Step	Normal	Recommended Timeout
Step 1	6s	10s
Step 2	50s	70s
Step 3	20s	30s
Step 4	60s	90s
Step 5	70s	100s
Step 6	30s	60s
Full pipeline	~4 min	~6 min

Data Locations

Path	Contents
`/home/ubuntu/Downloads/`	Input Excel files (`5 DDMM.xlsx`)
`/db23/parsed_excel_files/`	Per-day parsed pickles
`/db23/df_new_day_numerical/`	Daily numerical dataframes
`/db23/df_new_day_str/`	Daily string dataframes
`/db23/pickles/`	Master pickles (df_trans, s2i/i2s)

Common Mistakes

Mistake	Consequence	Prevention
Running Step 1 on crafted day	Overwrites crafted pickle with empty/wrong data	Skip Step 1 for crafted days
Missing PYTHONHASHSEED=0	KeyError with large negative number	Always include in every command
Running steps in parallel	Data corruption	Run sequentially
Processing multiple days at once	Pickle conflicts	One day at a time
Step 5 without --day for existing day	Remote processes wrong day (latest by filename)	Always pass --day for historical days

Communication Protocol

bash

# On success
say "Day YYYY MM DD pipeline complete"

# On failure
say "Pipeline error on YYYY MM DD"

Remote Servers

Server	SSH	Purpose
m3u	`sotola@m3u:22222`	Primary compute
kame	`kame@kamegoku:22`	Backup/sync

Script Locations

Script	Local	Remote
`merge_to_df_trans.py`	`/Users/sotola/PycharmProjects/remote_to_m3_ultra/workflows/`	Same path
`known_good_version.py`	Same directory	Deprecated - ignored --day flag

Incident Handling

This section documents resolved incidents and their solutions.

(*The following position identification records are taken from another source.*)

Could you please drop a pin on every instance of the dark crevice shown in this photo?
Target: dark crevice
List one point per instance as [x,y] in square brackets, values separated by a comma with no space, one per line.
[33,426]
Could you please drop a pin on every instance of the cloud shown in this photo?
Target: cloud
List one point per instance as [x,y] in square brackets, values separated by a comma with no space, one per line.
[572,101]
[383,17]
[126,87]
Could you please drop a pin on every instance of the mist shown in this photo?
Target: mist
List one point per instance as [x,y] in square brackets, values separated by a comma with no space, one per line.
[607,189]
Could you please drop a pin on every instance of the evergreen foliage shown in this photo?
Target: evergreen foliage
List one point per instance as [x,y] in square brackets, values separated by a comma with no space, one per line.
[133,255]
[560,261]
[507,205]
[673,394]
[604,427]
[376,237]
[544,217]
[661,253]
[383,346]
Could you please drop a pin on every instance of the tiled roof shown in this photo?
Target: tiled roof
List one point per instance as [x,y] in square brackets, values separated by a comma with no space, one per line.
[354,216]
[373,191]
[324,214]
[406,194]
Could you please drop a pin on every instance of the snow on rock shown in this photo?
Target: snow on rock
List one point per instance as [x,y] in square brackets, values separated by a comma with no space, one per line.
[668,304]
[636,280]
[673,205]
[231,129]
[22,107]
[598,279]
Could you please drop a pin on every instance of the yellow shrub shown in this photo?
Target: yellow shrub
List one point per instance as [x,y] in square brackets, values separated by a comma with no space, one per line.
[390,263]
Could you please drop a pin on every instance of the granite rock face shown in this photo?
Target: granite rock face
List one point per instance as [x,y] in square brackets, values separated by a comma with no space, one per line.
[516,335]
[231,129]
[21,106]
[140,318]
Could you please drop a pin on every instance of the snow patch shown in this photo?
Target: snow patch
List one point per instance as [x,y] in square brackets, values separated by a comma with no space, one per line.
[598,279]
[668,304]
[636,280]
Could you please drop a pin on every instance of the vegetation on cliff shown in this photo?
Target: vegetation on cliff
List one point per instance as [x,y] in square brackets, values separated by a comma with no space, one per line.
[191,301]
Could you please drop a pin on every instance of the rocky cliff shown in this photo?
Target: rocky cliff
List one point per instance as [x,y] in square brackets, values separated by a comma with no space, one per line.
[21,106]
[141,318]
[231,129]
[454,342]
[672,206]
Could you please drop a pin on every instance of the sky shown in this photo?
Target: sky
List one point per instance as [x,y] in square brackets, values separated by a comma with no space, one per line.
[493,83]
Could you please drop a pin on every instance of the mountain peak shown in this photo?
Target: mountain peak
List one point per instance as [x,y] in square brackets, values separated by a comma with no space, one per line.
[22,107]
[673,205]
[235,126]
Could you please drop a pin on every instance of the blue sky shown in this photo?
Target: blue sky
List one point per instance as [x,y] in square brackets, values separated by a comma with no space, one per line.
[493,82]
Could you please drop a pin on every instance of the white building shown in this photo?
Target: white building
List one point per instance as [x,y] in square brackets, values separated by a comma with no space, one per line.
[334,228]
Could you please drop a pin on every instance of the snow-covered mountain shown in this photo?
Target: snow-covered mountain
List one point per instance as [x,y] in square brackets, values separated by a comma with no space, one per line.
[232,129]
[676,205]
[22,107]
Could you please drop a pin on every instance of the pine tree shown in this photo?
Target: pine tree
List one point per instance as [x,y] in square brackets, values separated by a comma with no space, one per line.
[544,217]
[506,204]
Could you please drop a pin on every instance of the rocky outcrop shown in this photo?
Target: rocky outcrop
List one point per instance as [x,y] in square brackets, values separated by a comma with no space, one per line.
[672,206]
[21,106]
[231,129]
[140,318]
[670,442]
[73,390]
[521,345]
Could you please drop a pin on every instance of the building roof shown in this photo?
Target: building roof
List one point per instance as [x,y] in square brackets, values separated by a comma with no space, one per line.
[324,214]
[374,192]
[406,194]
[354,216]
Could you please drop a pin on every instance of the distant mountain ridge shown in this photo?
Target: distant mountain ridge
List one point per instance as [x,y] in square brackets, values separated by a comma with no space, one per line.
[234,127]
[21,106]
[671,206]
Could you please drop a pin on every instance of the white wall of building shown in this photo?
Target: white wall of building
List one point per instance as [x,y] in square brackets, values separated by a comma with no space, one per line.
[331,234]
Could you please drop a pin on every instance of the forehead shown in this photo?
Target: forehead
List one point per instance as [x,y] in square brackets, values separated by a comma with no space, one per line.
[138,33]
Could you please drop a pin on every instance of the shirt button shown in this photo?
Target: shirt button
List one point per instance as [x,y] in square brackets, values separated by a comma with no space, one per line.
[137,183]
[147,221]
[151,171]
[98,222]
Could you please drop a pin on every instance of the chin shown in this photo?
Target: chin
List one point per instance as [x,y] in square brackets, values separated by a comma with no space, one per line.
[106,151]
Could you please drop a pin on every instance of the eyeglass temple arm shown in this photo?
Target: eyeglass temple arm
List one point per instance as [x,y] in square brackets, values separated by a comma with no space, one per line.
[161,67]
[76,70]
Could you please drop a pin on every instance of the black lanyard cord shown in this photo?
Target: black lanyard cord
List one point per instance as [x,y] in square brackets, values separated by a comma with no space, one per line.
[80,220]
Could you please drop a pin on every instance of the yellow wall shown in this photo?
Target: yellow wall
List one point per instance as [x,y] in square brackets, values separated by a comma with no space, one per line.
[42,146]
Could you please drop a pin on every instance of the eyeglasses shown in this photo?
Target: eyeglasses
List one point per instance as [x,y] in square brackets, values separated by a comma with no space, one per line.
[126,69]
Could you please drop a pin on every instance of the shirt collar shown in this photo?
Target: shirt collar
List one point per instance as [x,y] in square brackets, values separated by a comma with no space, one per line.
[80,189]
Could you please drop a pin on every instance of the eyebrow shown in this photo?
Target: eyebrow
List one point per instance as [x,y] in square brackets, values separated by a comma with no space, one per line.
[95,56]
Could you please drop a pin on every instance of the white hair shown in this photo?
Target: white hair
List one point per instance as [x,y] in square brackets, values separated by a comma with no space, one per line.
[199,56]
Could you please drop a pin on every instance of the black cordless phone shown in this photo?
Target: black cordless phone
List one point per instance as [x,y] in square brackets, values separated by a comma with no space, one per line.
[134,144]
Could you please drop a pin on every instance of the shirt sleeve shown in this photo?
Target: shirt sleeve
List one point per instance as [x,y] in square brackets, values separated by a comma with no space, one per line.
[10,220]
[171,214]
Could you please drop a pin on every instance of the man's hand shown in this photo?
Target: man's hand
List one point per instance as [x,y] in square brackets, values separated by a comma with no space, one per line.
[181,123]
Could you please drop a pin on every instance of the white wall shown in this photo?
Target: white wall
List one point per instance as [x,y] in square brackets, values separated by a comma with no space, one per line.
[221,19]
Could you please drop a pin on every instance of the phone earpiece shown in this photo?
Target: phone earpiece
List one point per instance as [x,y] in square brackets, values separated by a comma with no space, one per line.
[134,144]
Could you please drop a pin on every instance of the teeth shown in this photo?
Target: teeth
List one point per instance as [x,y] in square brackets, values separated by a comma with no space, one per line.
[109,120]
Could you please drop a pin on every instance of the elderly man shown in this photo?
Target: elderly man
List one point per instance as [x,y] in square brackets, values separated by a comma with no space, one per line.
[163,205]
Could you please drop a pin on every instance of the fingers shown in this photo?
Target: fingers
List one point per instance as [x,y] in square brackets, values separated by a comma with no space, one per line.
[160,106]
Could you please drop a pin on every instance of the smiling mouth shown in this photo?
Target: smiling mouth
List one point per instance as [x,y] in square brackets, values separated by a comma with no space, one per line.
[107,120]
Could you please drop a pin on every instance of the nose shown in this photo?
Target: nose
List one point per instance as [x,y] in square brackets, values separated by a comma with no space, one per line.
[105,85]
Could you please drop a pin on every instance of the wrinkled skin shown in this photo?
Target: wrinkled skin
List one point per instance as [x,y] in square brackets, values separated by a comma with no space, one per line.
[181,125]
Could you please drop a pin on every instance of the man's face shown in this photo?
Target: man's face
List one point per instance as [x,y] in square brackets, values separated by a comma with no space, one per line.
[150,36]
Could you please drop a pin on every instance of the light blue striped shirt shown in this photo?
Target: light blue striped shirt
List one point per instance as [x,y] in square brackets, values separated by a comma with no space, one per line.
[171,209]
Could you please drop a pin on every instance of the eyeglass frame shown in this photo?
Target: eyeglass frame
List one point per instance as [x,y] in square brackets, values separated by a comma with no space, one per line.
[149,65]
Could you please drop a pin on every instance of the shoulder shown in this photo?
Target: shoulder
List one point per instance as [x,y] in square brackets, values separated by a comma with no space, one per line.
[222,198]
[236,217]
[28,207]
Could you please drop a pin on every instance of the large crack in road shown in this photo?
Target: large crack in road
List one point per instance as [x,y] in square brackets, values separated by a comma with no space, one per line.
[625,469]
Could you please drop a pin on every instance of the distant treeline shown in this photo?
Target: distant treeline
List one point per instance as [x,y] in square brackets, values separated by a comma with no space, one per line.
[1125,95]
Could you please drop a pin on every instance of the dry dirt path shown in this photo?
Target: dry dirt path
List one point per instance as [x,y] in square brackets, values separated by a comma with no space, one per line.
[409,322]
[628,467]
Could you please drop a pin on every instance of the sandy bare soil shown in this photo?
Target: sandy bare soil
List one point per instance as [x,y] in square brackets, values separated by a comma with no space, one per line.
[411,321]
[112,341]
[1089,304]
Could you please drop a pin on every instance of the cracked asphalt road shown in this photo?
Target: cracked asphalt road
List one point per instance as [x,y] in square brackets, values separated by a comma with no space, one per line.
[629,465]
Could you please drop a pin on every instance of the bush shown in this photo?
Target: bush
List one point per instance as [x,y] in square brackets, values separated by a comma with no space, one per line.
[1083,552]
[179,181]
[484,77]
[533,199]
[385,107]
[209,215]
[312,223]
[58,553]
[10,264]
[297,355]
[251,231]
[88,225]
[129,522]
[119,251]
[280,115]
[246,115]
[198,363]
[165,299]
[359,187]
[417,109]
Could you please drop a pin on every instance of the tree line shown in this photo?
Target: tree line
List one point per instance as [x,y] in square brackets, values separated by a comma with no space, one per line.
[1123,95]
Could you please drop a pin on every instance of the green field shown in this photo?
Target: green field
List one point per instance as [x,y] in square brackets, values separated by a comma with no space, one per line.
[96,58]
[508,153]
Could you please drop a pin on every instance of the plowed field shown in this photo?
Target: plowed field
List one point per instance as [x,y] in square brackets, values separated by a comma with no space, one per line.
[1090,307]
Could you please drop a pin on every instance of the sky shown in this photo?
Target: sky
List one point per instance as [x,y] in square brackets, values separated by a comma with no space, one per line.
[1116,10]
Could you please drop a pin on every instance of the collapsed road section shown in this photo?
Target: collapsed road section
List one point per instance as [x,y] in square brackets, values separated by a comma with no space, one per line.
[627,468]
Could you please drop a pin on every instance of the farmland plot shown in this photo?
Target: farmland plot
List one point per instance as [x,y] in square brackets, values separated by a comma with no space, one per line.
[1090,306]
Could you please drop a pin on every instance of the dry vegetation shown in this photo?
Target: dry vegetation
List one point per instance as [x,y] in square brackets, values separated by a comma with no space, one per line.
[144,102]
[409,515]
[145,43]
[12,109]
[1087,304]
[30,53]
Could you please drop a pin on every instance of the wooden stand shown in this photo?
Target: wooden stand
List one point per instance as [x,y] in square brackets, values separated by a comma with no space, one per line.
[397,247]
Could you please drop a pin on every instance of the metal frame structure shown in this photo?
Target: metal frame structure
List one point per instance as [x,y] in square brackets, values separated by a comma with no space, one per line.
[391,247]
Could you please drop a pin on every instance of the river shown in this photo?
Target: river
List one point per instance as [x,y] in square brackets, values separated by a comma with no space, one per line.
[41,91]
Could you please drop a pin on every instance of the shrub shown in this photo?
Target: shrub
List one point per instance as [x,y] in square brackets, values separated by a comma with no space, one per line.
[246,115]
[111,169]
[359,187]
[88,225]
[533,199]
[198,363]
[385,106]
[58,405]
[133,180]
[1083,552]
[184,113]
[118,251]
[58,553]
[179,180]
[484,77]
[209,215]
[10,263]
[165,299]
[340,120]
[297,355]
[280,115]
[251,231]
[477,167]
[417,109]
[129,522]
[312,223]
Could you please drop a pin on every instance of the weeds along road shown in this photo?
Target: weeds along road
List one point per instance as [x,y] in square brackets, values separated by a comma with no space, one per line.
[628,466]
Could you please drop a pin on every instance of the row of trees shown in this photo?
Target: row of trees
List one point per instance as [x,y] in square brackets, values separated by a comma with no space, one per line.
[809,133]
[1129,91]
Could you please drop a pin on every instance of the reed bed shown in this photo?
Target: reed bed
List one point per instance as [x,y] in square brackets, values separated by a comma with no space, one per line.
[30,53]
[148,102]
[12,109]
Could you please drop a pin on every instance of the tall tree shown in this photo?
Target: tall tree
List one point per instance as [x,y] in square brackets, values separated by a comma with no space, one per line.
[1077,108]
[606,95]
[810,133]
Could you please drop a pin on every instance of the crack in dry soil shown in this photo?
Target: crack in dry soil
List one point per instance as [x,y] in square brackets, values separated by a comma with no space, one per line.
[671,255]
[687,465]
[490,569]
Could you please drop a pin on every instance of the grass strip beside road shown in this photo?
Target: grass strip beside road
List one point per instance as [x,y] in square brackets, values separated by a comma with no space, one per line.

When encountering similar issues, check here first.

Incident 2026_01_06: Complementary Data Overwrite (Day 2025_12_16)

Problem:

•Old data for 2025_12_16 had 102,122 rows of regular orders only (is_pt=0)
•New Excel file for 2025_12_16 had 51 rows of PT transactions only (Sheet1 empty, Sheet2 had 51 PT)
•Running the pipeline overwrote old data with new, losing 102,122 regular orders

Symptoms:

•After pipeline: Dec 16 had only 102 rows (51 PT × 2 for buyer+seller)
•Before pipeline: Dec 16 had 102,122 rows (all non-PT)
•Data was complementary, not replacement

Root Cause:

•Multi-day Excel file was split, but the split only contained PT data for Dec 16
•Step 1 overwrote the existing parsed pickle with PT-only data
•No backup was made before running

Resolution:

•Restore old Step 1 output from backup: /tmp/agent-67dba-pickle-backup/parsed_excel_files/2025_12_16.pickle

•Concatenate old (102,122 non-PT) + new (102 PT) with matching columns:

python

import pandas as pd
df_old = pd.read_pickle('/tmp/agent-67dba-pickle-backup/parsed_excel_files/2025_12_16.pickle')
df_new = pd.read_pickle('/db23/parsed_excel_files/2025_12_16.pickle')
# Reorder columns to match, cast price dtype
df_new = df_new[df_old.columns]
df_new['price'] = df_new['price'].astype(df_old['price'].dtype)
df_combined = pd.concat([df_old, df_new], ignore_index=True)
df_combined.to_pickle('/db23/parsed_excel_files/2025_12_16.pickle')

•Re-run Steps 2-6 for the day
•Verify: 102,224 rows (102,122 non-PT + 102 PT)

Prevention:

•Always backup before running pipeline on existing days
•Check new data source for completeness before processing
•Compare row counts: if new << old, investigate before proceeding

Key Lesson: Old and new data can be complementary (each has data the other doesn't), not just replacement (new supersedes old). When in doubt, backup and compare before overwriting.